Comentei que é contado a letras,
porque há minicontos com trinta e sete letras, que é de autoria de Augusto
Monterroso. O que, aliás, o coloca como autor do mais famoso e conhecido
miniconto já escrito:

Quando acordou o dinossauro ainda estava lá. 

A questão do número de letras é
muito importante, mas por vezes se torna algo relativo. No entanto, escrever
com quantidade exata de números se torna um desafio. Imaginem! Não basta apenas
um miniconto, mas mostrar subjetividades infindas para que o leitor se divirta
tentando adivinhar.
No Brasil, temos
Dalton Trevisan, que é considerado o ponto de partida do miniconto no seu
formato contemporâneo. (Já postei um conto dele aqui no Desmazelas). Além de
João Gilberto Noll que também trabalha com minicontos – Noll, é autor de O Cego
e a Dançarina, livro contemporâneo que já foi comentado aqui no blog também -,
o importante é que há um número extenso de autores conhecidos e anônimos que
contribuem na produção dos Minicontos, dentre eles, está o conhecido cronista 
autor de vários livros, blogueiro, jornalista, professor e poeta, Fabrício
Carpinejar.

Agora, veja as
características do miniconto:
CONCISÃO

Vende-se: sapatos de bebê, sem uso. Ernest
Hemingway


NARRATIVIDADE (MUITOS DOS DITOS MINICONTOS SÃO, NA
VERDADE, TIRADAS LÍRICAS)
Embaralhada
 Era o carro que eu não tinha mais. Mas aquela mão era certo que
eu ganharia. Um pôquer de ases. A facada no rim fez meu sangue jorrar e a
visão, foi ficando embaralhada…
TOTALIDADE (UM
MINICONTO NÃO É UMA STORY LINE)
Flamenco
 A moradora do andar de cima começou a aprender a dançar
flamenco.
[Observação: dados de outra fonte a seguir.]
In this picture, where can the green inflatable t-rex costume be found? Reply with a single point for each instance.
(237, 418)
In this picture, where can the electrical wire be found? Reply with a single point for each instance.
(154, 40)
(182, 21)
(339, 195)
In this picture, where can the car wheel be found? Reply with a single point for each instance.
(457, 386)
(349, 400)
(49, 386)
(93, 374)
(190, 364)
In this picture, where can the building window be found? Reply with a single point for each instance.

Outro dia, coitada, morreu atropelada. Fui no seu enterro e, no seu
túmulo, sapateei.
No Cartório
Se chamava Roberdo. Um dia, cansou de
ter seu nome mudado invariavelmente para Roberto em cada novo cadastro ou
inscrição que fazia. Mudou para Gegaldo.
SUBTEXTO
  
A História do Mundo (ou minha história no mundo) 
No começo foi o Big Bang.No final, só o Bang!
AUSÊNCIA DE
DESCRIÇÃO
Prisão
 Acordo às seis. Trabalho. Almoço.
Trabalho. Janto. Durmo. Acordo às seis. Trabalho. Almoço. Trabalho. Janto.
Durmo. Acordo às seis. Trabalho. Almoço. Mato meu chefe.
No posto de gasolina
Escolheu a pior hora de largar o cigarro.
(inspirado no microconto “Nitroglicotina” de Lais Chaffe
 
RETRATO DE
“PEDAÇOS DA VIDA” 
Precoce
 Minha infância durou pouco. Aos oito anos,
apanhava do meu pao. Cedo, comecei a beber e sair com qualquer puta que se
oferecesse. Passei a usar drogas cada vez mais fortes. Estive internado para
desintoxicação por três vezes. Roubava para sustentar o meu vício. Quando fiz
nove anos, tudo mudou…
Vida no campo
 Morar naquela casa lhe fazia bem. O ar do
campo, barulho do riacho ao fundo e os passarinhos pela manhã. No pomar, frutas
que jamais imaginara pudessem existir. E que doçura! Aquele entardecer com o
sol se pondo nas montanhas, a noite estrelada, deitado na relva… Se soubesse
que a vida lá era essa maravilha, tinha assassinado os donos há muito mais
tempo.
FINAL
SURPREENDENTE
Lixo humano
Aquele canalha. Um traste meu marido. Como é que
pode der assim? Que animal! Vagabundo. Filho duma puta! Se eu soubesse que ele
ia me bater assim, não tinha me juntado com ele! Tanta algazarra só porque
larguei o bebê no lixo…
 
Férias de
sequestrador
 Romualdo e Vanilda voltaram depois de trinta
dias de férias. – Querida, está sentindo um cheiro estranho aqui em casa? – É
verdade, e vem lá de baixo. – Será que o esgoto entupiu? – Querido! Os reféns!